2017-07-05 / Editorials

Mike Reese

“I was just thinking”

I was sick a few days last week and spent a large portion of my days and nights in the smallest room of our house.

I caught up on some reading, though. You’ve probably had one of these days. Toast was mostly my diet.

So, when I wasn’t in my little room, I made a feeble attempt to check my idiot box to see if the Republican senators were successful in passing their version of “Repeal and Replace” health care. When I turned on the box the first thing I saw was “Breaking News” splashed across the bottom of the screen. I decided that I’d take a look long enough to find out what the “Breaking News” was about. Nowadays, “Breaking News” can be anything from another 9/11 down to a Panda bear had a baby in some Chinese hamlet. The words “Breaking News” are there to get your attention, hoping to keep you watching long enough to force you to consume a few car commercials. Stupid! Except it worked on me, because I hung around to see what the “Breaking News” was about.

And the “Breaking News” was that the Republican senators didn’t have enough votes to pass their version of “Repeal and Replace”. I was surprised at that, so I stayed with them for a while and what I heard from both Republicans and Democrats as to why the bill failed, and why their plan would work better, made me even sicker. Their “bag of wind” explanations called for a return trip to my little room.

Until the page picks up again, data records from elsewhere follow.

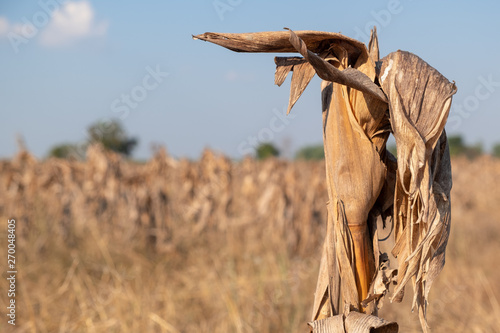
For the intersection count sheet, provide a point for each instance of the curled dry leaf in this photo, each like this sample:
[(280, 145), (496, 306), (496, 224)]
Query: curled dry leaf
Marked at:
[(364, 99)]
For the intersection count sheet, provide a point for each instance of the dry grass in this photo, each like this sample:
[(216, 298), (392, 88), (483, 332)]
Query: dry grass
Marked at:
[(211, 246)]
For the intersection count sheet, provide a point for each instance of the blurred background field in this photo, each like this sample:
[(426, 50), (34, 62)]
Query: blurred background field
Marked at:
[(111, 245)]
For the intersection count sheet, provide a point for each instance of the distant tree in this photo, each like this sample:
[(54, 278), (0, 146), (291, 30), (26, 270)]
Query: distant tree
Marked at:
[(112, 136), (66, 150), (266, 150), (496, 150), (315, 152)]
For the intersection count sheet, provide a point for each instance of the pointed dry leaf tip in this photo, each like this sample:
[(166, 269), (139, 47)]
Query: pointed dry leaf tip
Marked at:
[(349, 77)]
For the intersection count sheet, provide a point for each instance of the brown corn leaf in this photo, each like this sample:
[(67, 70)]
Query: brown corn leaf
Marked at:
[(354, 322), (420, 100)]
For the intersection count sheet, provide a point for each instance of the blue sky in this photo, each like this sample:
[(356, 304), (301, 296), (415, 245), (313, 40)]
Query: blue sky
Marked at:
[(68, 64)]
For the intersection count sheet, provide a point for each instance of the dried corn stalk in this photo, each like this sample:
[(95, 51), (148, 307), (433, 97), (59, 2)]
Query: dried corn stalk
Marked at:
[(364, 100)]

Here’s a sample of terms I heard in their discussions of American health care: the health care cost curve, CBO scoring, comparative effectiveness, deficit neutral, insurance exchanges, opt-in plan, opt-out plan, and sin taxes. These few will give you a taste of what I heard in about ten minutes. There were many more gobbledygook terms.

Listening to this baloney made me think back to when Ray Garvin, many years ago, came to our house one evening to talk to Janice and me about buying a health insurance policy. We sat around our kitchen table. He understood, and most importantly, we understood everything that was discussed. Our only real decision was deciding on which deductible we wanted. The deductible choices were $100, $250, and $500 with no discussion of the cost curve or exchanges. We signed the application, gave him a check, shook hands, and voila! We had a health insurance policy that we were confident would keep us out of bankruptcy. Nowadays, you’re lucky if you understand anything about your health insurance, except that you had to choose between a $5000, $10,000, or higher deductible in order to afford the policy.

I say enough! Let’s send Ray Garvin and 99 other retired health insurance agents to Washington and bus the President and the entire Congress to Trump Tower, and I can guarantee that those retired agents will have understandable and affordable health plans ready in no time, but without sin taxes. Good! I couldn’t afford the sin taxes.